US data warehousing to make the most of Web data

All the information in the world is useless unless you sort the nuggets from the dirt. Data warehousing offers that possibility

All the information in the world is useless unless you sort the nuggets from the dirt. Data warehousing offers that possibility

It used to be called data warehousing, data marting, data mining or, even longer ago, information warehousing. Currently it's being merged into the more fashionable customer relationship management (CRM) arena as the prime method of collecting customer data, which can then be managed all the more satisfactorily.

Perhaps the sexiest name for it is business intelligence.

Business intelligence interrogates the shedloads of information trapped by the acres of computerisation that carpet the corporate organisation. It examines every tiny particle of data that sinks in through every input channel, whether it be a barcode scanner, a website registration or a direct feed from another computer. Astutely analysed, the company can discover such useful things as who and what its most profitable customers and products are, whether its supply chain is running at peak efficiency and much, much more. Revealed, such information can then be fed into the decision making process - sometimes even in real time - in order to steer the corporate ship more tightly into the wind of profitable endeavour.

What holds for business in general holds for e-business too. No intelligence and you're flying blind, piloting on gut instinct alone, looking to bomb a target you hope is there, while evading enemy pursuit.

E-business intelligence is a no-brainer and of all the corporate data sources that need to be exploited, your e-commerce website should be top of the list.

The reasons are self-evident. If a retailer's traditional EPOS (electronic point of sale) systems are the catchment area for watching how stock moves out of the shop, the website is even more powerful. It isn't just the point of sale, it's the entire shop. On a website, the retailer can monitor every single step a customer - or potential customer - makes.

The amount of raw data available on customer behaviour via the Web is formidable. Click stream analysis reveals exact data on where they came from, when they arrived, how long they spent, what they did, when they left and where they went.

"Data is cleaner on the Web," says Dale Vine, senior analyst with Bloor Research. By contrast, "legacy systems are a problem for data warehouses, full of old Cobol with minimal validation."

As well as being a whole lot cleaner, Web data is also likely to be a lot more copious - partly because of the level of detailed capture that clickstream analysis provides, but also because a single website can be a global check out - the customer catchment area is potentially the population of the world. This means that scalability is as vital an issue for the Web warehouse as it is for the operational running of the site.

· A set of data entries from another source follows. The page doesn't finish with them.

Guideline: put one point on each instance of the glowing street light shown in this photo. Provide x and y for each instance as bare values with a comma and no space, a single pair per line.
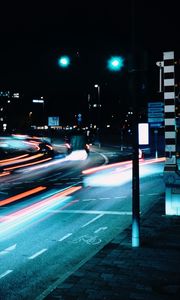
115,63
64,61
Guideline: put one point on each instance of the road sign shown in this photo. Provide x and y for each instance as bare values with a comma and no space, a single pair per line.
155,125
155,120
155,109
155,104
155,115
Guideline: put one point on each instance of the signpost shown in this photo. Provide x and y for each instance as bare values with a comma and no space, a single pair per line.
156,120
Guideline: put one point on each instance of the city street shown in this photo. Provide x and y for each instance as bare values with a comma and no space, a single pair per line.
53,231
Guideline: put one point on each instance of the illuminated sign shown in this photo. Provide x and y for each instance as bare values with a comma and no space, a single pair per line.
53,121
143,133
38,101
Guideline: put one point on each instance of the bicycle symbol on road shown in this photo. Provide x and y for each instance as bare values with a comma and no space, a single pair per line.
89,240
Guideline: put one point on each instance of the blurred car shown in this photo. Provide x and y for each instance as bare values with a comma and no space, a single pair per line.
77,141
46,148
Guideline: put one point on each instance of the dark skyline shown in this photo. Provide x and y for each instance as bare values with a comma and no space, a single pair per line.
33,36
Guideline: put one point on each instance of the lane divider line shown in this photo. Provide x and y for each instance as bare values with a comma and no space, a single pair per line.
91,221
37,253
65,237
5,273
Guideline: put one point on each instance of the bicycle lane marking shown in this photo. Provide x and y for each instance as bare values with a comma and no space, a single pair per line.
91,221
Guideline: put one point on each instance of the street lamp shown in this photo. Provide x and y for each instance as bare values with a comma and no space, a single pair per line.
64,61
98,113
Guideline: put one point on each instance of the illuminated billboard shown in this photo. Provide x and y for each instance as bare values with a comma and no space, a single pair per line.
53,121
143,133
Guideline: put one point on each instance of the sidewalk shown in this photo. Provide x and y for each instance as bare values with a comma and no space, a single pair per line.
120,272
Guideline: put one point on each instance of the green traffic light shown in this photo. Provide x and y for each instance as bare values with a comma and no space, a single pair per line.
115,63
64,61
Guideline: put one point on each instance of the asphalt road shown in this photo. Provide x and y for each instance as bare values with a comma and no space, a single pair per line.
42,245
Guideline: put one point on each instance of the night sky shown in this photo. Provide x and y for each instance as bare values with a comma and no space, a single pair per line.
33,36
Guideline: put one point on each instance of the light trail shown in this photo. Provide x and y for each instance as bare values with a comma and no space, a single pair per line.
29,164
4,174
15,219
122,163
22,195
5,161
118,173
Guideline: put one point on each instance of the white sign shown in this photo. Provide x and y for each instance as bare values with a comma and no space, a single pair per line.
53,121
38,101
143,133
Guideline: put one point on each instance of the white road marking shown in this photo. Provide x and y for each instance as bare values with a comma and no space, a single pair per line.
64,237
5,273
105,158
37,254
93,212
89,199
91,221
8,250
101,228
153,194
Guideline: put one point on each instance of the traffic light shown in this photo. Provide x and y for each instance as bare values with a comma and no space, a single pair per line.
64,61
115,63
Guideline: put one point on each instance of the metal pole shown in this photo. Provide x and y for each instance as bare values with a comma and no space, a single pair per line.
135,168
156,140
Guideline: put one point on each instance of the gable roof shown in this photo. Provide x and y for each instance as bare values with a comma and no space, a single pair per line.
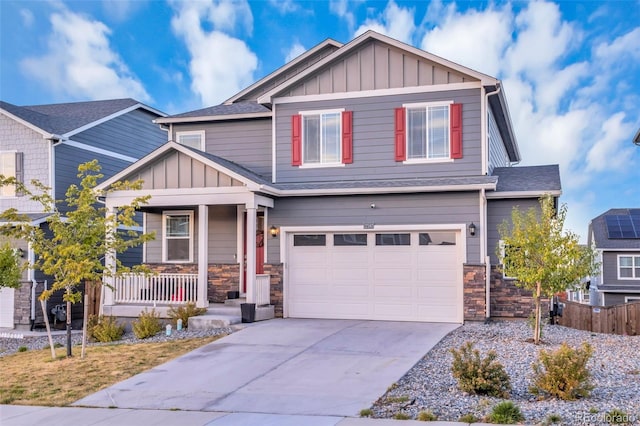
599,236
67,119
527,181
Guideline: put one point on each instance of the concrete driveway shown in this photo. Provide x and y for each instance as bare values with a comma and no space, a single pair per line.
283,366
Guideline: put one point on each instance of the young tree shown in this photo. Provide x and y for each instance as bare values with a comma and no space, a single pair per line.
77,240
542,257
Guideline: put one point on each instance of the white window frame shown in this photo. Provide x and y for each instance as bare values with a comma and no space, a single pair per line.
426,159
635,263
501,244
8,191
200,133
338,163
169,213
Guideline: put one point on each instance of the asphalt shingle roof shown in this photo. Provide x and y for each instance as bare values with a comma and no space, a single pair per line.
528,178
63,118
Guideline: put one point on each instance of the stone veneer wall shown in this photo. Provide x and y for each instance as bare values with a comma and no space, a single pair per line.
508,300
474,292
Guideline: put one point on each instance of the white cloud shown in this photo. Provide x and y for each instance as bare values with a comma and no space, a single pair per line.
296,50
80,62
221,65
396,22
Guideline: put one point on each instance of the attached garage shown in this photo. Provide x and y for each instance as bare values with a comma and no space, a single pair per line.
396,275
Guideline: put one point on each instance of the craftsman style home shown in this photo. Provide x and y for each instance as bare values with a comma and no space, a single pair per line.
47,143
362,180
615,235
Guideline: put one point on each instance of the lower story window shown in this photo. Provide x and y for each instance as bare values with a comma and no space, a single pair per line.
177,238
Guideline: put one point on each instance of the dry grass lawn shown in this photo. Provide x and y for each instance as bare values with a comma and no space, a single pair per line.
33,378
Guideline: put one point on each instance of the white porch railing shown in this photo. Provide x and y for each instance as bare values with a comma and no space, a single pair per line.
161,288
263,289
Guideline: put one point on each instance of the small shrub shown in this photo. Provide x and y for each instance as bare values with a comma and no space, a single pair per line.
506,413
366,412
482,376
427,416
183,312
469,418
563,373
401,416
147,324
104,329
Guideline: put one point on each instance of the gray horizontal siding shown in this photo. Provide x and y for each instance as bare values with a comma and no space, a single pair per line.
402,209
132,134
245,142
610,269
499,211
373,139
222,235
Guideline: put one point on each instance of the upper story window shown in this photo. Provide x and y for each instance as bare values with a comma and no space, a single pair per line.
10,166
628,267
428,132
193,139
321,138
177,236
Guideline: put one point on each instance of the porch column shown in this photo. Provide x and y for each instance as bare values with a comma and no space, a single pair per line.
107,296
203,256
251,254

"The scalability issue means that the data warehouse database must be able to cope with a very large amount of data and a very large number of customers," points out Chris Ward, marketing manager for Business Intelligence at Oracle. "You also need highly scalable hardware and networking capability."

It isn't surprising, therefore, that a market in outsourcing Web warehouses is growing alongside the market for hosting websites. Parallel processor WhiteCross, for example, has launched an application service provision (ASP) capability, WX/ASP, which analyses the data of customers such as online coupon provider and the UK's leading internet service provider, Freeserve.

But is Web warehousing - outsourced or not - happening at all yet?

Not much. "Websites are not yet data warehoused as a matter of course," says Carl Ward, director of E-business at KPMG.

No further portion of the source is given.